Sports Commentary: Quarterback position is still the weakest link

Teddy Gelman Teddy Gelman

BY
MANAGING SPORTS EDITOR

The most frustrating part about Saturday’s loss to No. 1 ranked James Madison was not the woeful 89 pass yards Delaware registered –– or the three turnovers by the Blue Hens, oor the sensational effort by the defense that was wasted by a failing offense, or the less-than-three-quarters-full Delaware Stadium for a game against the top team in the country –– but it was that the Blue Hens’ legitimate bid to upset their archrival was ultimately defined by offensive deficiency and instability.

Quarterback Joe Walker showed a few rare spurts of speed and agility –– as he often does –– but was once again doomed by a consistent stream of telegraphed passes and poor decisions in the pocket. His 15-yard touchdown pass to wide receiver Jamie Jarmon, when he used his speed to extend the play before throwing a dart to Jarmon in the endzone, provided a reminder of what Walker could be. Yet this version of Walker is only an illusion, a glimpse of what former Head Coach Dave Brock saw when he recruited Walker prior to the 2014 season.

The authentic version of Walker represents a frustrating reality. In his third year as the Hens starting quarterback, Walker’s progression on the field is slow and sporadic.

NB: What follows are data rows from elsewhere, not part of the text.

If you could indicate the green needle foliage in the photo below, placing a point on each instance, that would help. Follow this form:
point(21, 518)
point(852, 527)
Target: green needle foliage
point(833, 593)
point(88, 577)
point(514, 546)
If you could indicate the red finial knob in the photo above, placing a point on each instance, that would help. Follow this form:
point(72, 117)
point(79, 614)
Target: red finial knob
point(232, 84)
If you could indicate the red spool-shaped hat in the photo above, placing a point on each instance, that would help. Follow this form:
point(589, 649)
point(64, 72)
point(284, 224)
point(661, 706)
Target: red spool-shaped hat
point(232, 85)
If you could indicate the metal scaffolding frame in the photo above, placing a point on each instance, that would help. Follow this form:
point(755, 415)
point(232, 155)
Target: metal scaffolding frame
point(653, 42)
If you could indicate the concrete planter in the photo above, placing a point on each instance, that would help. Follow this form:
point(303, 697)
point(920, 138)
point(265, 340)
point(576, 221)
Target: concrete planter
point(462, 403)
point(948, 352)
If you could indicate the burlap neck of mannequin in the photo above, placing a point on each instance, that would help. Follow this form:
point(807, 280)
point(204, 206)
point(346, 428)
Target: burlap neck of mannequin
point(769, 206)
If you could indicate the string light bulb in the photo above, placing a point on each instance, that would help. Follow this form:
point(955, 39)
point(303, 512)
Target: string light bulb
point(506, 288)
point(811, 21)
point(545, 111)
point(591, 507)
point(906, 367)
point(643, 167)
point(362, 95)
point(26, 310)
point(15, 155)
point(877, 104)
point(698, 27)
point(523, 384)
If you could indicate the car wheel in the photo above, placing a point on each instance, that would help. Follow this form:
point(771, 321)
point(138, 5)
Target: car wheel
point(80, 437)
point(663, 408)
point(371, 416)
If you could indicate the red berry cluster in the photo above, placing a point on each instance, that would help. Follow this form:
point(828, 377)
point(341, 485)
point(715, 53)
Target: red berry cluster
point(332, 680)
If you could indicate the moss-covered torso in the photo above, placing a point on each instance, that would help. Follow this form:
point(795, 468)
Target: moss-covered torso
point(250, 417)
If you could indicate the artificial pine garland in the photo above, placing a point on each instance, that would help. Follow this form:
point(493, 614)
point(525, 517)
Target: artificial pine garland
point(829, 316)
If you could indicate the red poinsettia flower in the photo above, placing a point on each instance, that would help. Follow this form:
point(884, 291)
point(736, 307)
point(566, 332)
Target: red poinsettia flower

After throwing for a total of 954 yards with three touchdowns and six interceptions last season –– in six games under Brock and five under interim coach Dennis Dottin-Carter following Brock’s firing –– Walker opened the 2017 season by throwing for a career high in passing in two of the first three games under Head Coach Danny Rocco.

He’s thrown four touchdowns in four games this season –– more than he had all of last season –– while collecting 557 yards in the air, over half of what he threw for all of last season.

Yet Walker’s performance so far this season will be remembered by what he did not do Saturday against James Madison, as opposed to what he did do against Delaware State, Virginia Tech and Cornell.

The redshirt junior struggled mightily against the JMU defense –– ranked No. 1 in the CAA –– throwing for 47 yards on 5-11 passing with a touchdown and two turnovers. And while Walker’s deficiencies are magnified by the exceptional effort of the Blue Hens’ defense –– which kept Delaware in the game, giving up only 13 points to what many consider the best offense in the country –– the harsh reality is that with Walker at the helm, Delaware’s chances to score a touchdown late in the fourth quarter to tie the game were marginally low.

The even harsher reality is that there appears to be no other QB on the roster who would have given Delaware a better shot. Rocco clearly recognizes this, which could explain in large part why Walker won the starting job over transfer J.P. Caruso in August.

But the stagnant and meager play by the Delaware offense Saturday afternoon earned Rocco’s disapproval, which reached a peak mid-way through the fourth quarter when he benched Walker for Caruso. Upon entering the game, Caruso appeared uncomfortable and awkward, completing two passes on seven attempts.

Monday afternoon, Rocco said that he expected “some element of breakthrough” from Walker on Saturday. Rather, Walker regressed, and Rocco did not specify who would start this Saturday against Stony Brook.

While the offense prepares for a critical game against CAA-leading Stony Brook, it finds itself operating as it did in August: with both quarterbacks splitting reps, unable to take charge of the Rocco offense. Another talented defense looms this weekend, and it’s now very clear: the quarterback position remains as the weakest link on the team.